The ICRC had become concerned that its approach to the DRV – essentially from the “enemy side”, in other words, territory controlled by the French – was compromising its independence and perceived neutrality.

To reinforce its position, the ICRC decided to cease its attempts to contact the RDV from French-controlled territory, including the transmission of appeals by radio. It continued its visits to Vietnamese prisoners held by the French – around 30 visits a year in 1952/53.

 Dien Bien Phu  

By this time the ICRC was using the DRV embassy in Peking (now Beijing) as its main channel of communication, in particular for forwarding mail to French prisoners and letters from Vietnamese prisoners to their families. But it never proved possible to gain permission for an ICRC delegate to visit DRV territory.

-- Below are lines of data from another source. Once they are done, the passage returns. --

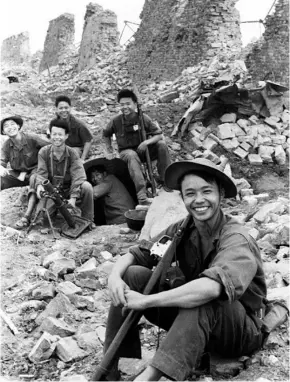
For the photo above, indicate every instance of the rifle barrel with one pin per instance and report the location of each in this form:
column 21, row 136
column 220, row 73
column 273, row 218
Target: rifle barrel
column 134, row 316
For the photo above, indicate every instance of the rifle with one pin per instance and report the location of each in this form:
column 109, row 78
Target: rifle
column 143, row 137
column 74, row 225
column 133, row 317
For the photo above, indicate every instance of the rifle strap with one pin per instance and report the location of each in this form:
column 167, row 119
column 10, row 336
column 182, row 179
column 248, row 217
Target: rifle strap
column 180, row 233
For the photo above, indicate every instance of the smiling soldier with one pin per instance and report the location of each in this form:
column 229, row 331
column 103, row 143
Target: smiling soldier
column 126, row 128
column 219, row 305
column 61, row 165
column 20, row 150
column 80, row 136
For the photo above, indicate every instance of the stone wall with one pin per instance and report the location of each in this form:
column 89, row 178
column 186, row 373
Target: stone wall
column 100, row 35
column 16, row 49
column 59, row 37
column 176, row 34
column 269, row 56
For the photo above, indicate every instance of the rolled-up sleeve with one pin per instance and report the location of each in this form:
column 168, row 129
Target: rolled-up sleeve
column 152, row 128
column 5, row 154
column 109, row 130
column 234, row 266
column 78, row 175
column 143, row 257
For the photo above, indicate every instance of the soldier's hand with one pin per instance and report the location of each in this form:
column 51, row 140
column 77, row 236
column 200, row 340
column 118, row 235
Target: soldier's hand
column 39, row 190
column 110, row 156
column 3, row 171
column 142, row 147
column 117, row 288
column 72, row 202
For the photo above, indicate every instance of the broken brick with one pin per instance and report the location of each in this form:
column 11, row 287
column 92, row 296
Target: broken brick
column 68, row 350
column 68, row 288
column 43, row 349
column 63, row 266
column 45, row 292
column 57, row 327
column 58, row 306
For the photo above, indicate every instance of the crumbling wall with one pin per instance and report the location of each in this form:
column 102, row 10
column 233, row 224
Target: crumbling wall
column 269, row 56
column 16, row 49
column 176, row 34
column 100, row 35
column 60, row 35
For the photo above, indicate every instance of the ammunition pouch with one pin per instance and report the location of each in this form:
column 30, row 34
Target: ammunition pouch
column 174, row 278
column 276, row 315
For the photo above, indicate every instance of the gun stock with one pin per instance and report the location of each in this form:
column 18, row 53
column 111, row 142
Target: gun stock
column 143, row 136
column 134, row 316
column 59, row 203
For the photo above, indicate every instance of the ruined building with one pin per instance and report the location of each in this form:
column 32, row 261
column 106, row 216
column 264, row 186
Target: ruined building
column 60, row 35
column 175, row 34
column 269, row 56
column 100, row 35
column 16, row 49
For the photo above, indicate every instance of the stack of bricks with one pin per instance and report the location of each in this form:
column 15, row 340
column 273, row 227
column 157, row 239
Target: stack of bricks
column 269, row 56
column 176, row 34
column 100, row 35
column 59, row 37
column 257, row 140
column 15, row 49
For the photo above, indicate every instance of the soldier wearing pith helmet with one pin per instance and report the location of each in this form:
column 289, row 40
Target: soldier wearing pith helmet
column 219, row 306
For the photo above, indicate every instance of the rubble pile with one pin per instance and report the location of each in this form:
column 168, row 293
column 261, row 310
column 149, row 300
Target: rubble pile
column 61, row 305
column 98, row 84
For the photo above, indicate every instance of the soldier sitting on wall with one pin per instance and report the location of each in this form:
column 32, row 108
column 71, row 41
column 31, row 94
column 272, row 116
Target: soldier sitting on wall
column 20, row 150
column 80, row 137
column 126, row 128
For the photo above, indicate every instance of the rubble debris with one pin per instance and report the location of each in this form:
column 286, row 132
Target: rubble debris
column 57, row 327
column 46, row 291
column 62, row 266
column 68, row 288
column 68, row 350
column 60, row 305
column 44, row 348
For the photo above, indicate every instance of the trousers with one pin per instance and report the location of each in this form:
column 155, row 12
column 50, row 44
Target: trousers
column 159, row 151
column 9, row 181
column 216, row 326
column 85, row 202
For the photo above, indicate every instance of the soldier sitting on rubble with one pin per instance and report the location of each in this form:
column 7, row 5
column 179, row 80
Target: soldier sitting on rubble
column 126, row 128
column 61, row 165
column 21, row 151
column 80, row 137
column 115, row 196
column 218, row 307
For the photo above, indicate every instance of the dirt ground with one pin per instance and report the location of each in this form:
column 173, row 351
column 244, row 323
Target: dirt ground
column 21, row 254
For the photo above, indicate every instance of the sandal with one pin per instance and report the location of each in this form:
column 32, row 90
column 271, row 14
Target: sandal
column 23, row 222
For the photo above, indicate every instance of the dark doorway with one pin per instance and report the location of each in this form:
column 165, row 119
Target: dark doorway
column 116, row 167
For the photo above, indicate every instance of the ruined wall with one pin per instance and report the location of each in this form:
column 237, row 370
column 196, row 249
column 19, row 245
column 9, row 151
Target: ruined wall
column 269, row 57
column 100, row 35
column 59, row 37
column 16, row 49
column 175, row 34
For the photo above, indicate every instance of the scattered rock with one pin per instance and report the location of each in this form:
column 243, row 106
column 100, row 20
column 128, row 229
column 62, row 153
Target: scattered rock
column 68, row 350
column 57, row 327
column 44, row 292
column 82, row 302
column 62, row 266
column 68, row 288
column 60, row 305
column 89, row 341
column 87, row 270
column 43, row 349
column 51, row 258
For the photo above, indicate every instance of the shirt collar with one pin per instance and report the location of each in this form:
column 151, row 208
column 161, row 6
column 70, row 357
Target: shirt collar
column 21, row 143
column 64, row 155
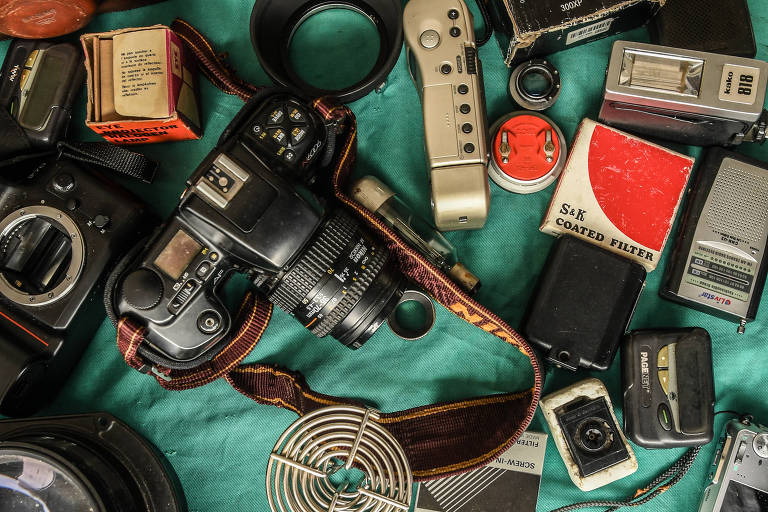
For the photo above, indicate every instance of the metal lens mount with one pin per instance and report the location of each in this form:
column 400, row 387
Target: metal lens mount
column 408, row 332
column 593, row 435
column 327, row 442
column 535, row 97
column 59, row 220
column 274, row 22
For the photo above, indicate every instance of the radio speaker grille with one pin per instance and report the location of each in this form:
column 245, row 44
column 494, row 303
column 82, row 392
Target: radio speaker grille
column 739, row 204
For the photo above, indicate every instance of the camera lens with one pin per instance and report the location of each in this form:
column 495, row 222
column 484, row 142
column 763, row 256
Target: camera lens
column 536, row 83
column 41, row 255
column 593, row 435
column 343, row 284
column 88, row 462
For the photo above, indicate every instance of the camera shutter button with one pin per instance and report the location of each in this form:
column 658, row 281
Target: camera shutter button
column 142, row 289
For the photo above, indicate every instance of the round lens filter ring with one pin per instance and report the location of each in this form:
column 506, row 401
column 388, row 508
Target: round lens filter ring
column 528, row 152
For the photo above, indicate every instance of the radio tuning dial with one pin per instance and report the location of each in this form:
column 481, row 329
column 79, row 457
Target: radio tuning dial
column 142, row 289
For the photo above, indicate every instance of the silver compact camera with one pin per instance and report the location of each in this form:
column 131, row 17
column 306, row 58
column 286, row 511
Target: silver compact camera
column 685, row 96
column 739, row 474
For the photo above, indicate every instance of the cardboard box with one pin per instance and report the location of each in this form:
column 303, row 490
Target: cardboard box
column 142, row 86
column 619, row 192
column 527, row 29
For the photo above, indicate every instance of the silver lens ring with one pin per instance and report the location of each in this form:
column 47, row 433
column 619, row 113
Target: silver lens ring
column 331, row 440
column 535, row 99
column 57, row 217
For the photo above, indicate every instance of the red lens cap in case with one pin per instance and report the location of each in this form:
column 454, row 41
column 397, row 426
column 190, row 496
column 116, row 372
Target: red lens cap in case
column 528, row 152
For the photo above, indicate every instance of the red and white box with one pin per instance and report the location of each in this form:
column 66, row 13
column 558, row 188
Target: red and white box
column 619, row 192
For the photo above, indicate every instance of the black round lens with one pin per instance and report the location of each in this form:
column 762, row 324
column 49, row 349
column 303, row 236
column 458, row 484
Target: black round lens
column 343, row 284
column 537, row 83
column 35, row 255
column 593, row 435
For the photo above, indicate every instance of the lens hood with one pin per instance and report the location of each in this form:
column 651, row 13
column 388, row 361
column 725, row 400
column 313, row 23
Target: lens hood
column 273, row 23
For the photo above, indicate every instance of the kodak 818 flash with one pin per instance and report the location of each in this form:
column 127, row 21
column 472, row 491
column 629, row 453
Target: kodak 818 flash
column 719, row 263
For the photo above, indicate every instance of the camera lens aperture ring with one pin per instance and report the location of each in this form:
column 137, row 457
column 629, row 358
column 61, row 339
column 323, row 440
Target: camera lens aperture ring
column 535, row 98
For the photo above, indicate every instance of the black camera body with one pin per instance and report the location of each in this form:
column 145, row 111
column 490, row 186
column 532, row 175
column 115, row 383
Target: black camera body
column 61, row 227
column 247, row 209
column 39, row 82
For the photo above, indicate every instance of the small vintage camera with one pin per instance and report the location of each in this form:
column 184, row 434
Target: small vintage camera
column 38, row 85
column 587, row 434
column 739, row 473
column 669, row 389
column 61, row 227
column 246, row 209
column 685, row 96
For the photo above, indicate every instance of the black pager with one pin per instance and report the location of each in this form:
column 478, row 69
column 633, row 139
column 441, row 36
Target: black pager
column 719, row 264
column 39, row 82
column 583, row 304
column 669, row 391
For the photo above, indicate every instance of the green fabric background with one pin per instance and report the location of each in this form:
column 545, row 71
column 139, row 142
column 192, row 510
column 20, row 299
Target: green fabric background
column 218, row 441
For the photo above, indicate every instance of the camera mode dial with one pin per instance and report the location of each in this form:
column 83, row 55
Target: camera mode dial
column 142, row 289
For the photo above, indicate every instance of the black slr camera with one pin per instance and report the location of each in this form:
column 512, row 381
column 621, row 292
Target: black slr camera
column 248, row 208
column 61, row 227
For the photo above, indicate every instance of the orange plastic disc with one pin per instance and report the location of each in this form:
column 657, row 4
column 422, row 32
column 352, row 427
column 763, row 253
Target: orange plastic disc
column 39, row 19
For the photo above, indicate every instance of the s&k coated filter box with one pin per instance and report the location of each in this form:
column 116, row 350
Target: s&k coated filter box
column 142, row 86
column 619, row 192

In the final act of the conflict – the DR V attack on the French position at Dien Bien Phu, from March 1954 – the ICRC appealed to both sides to reach an agreement on respecting the red cross emblem so as to safely evacuate the wounded. It also proposed setting up hospital zones, under the terms of the Geneva Conventions – but to no avail.

In the event, after the Vietnamese victory in May, the seriously wounded were exchanged without an intermediary, and when the time came for prisoners to be released, this was done under the auspices of an international commission, without the need for ICRC intervention.

The Geneva Accords of July 1954 opened the way for the withdrawal of French troops and for Vietnam to be divided at the 17th parallel, with a referendum to be organized on re-uniting the country. In the two years that followed, the ICRC helped organize relief for the hundreds of thousands of refugees who fled south, and provided further medical assistance to the DRV Red Cross.